You’ve crafted the perfect text message. Your campaign goes off without a hitch. Then, when you look at your costs you see they’re five times what you expected. Leading you to think: What is a segment and why am I being charged for so many of them?
We’ll pull back the covers on SMS standards to give you an answer.
Here’s what we’ll cover:
Understanding what a segment is and how it affects your bill
Encoding standards and headers you use to send messages
Crafting the perfect message
Subtle gotchas & pro-tips
Looking Back on Older Phones to Understand a Segment
Think back to when you first started texting. While hammering out messages on an older keyboard, you may have noticed a counter ticking down from 160 next to a 1. When that counter hit 0, you’d see that 1 that was sitting next to the 160 jump up to a 2. This means you’d end up with two messages on your bill. This first number was counting how many characters you had left per segment and the second one was counting how many segments you had used.
What’s Changed About Segments Since Back in The Day
SMS standards have barely changed since the days of flip phones. Messages are still sent in 140-byte parts, known as message segments.
When CGT communicates with carriers to send out SMS messages, we send them one segment at a time. To figure out how many characters this affords you, we’re going to have to do a little math.
A Little Math, Much Clearer Insight Into Segments
Standard SMS encoding uses the GSM 03.38 character set, which takes 7 bits to encode a character. 140 bytes x 8 bits in a byte divided by 7 bits leaves us with the 160-character message segment.
Message segments are how CGT (and the SMS industry as a whole) counts messages.
This means that in addition to your costs, you should also think in terms of segments when you’re analyzing SMS throughput. Throughput varies by the sending number you’re using, but in all cases, it’s counted in terms of Message Segments per Second rather than total messages.
If getting your message out in a certain window is important to you, make sure you know how many segments you’re sending.
How Does the Perfect Message Behave?
Going back to your perfect text message, you count the characters, and something still seems off.
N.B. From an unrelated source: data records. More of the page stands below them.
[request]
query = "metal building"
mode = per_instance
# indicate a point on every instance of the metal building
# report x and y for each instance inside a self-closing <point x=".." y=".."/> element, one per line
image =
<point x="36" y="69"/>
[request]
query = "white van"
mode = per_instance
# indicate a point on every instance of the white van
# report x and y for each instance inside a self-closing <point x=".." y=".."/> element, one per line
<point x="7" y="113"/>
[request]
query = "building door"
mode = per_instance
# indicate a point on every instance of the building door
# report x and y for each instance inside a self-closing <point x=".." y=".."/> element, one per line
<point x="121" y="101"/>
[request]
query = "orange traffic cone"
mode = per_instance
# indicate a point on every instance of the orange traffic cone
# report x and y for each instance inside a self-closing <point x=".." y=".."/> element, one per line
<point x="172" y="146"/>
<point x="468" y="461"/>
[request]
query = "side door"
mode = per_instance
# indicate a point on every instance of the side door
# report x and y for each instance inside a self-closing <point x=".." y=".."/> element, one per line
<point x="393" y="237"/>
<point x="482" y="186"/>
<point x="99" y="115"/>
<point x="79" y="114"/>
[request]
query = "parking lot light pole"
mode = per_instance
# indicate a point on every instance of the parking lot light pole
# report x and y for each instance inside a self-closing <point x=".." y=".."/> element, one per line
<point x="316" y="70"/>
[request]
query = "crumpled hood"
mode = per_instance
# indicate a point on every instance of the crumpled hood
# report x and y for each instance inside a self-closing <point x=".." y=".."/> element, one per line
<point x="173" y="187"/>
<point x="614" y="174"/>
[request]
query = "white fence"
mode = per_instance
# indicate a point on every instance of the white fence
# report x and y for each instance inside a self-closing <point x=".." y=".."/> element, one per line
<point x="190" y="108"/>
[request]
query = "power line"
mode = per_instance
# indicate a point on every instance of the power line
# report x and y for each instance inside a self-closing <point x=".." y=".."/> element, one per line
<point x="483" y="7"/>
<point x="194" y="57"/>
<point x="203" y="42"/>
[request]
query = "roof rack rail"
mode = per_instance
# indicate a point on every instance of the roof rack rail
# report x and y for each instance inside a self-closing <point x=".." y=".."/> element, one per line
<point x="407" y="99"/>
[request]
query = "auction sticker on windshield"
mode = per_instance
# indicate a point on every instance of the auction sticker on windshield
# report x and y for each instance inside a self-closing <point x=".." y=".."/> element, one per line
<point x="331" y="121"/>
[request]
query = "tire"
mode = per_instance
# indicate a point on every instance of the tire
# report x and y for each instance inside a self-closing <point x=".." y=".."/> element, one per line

You’ve only used 210 characters, but it looks like each of these messages has more than two segments.
Part of the answer lies in the encoding. Notice that this message has UCS2 listed as the encoding instead of GSM. CGT has to use a different character set to accommodate a message as lit as this one. You may have noticed if you clicked on the GSM link above that it didn’t contain any ?’s. When you send messages with non-GSM characters, such as Emojis we have to use a different type of encoding known as UCS-2. UCS2 takes 16 bits to encode each character, so going back to the math we did above, we now have a limit of 70 characters (140 bytes * 8 bits in a byte / 16 bits). Besides emojis, you should also be careful with accented characters. GSM 03.38 includes some accented characters such as ñ, à, and ö, but does not include others such as á, í, or ú.
What Exactly Does a Data Header Do?
Still, it looks like with this 70-character limit, this message should still only be three segments, not four. The last piece of the puzzle lies in concatenation. When you send multi-segment, messages CGT uses User Data Headers to tell the destination how to reassemble it. This takes up 6 bytes per message leaving only 67 characters for UCS2 encoded messages or 153 for GSM encoded messages.
Maybe it turns out the fire emojis aren’t worth it after all. However, when you trim the same message down and resend it, it still doesn’t seem to work out quite right:
This message contains two of the “gotchas” that commonly cause encoding issues: smart quotes and non-GSM spaces. Look at this message that appears almost identical:
There are only three characters that have been switched: the spaces between sentences were changed from ‘ ’ to ‘ ’ (U+2002 to U+0020) and the “smart quote” after Shakespeare was replaced with a standard apostrophe ‘ instead ‘ (U+2019 to U+0027). Smart quotes are usually a result of text editors being too darn helpful. Non-GSM spaces are usually a result of copying and pasting. Be extra careful with those as they’re often converted to conventional spaces for display. Message bodies that contain non-GSM spaces in the API will be formatted as regular U+0020 spaces for display.
To help you calculate your message segment count, you can use tools like the Message Segment Calculator. This can be especially useful in ensuring that your messages are appropriately segmented and that you are aware of the potential costs and spam risks associated with longer messages.
Understanding message segment count is essential for effective communication in the digital age. To avoid having your messages marked as spam, it's crucial to craft messages that are relevant, contain genuine content, and adhere to established messaging practices. By doing so, you can ensure that your messages reach their intended recipients without being flagged as spam.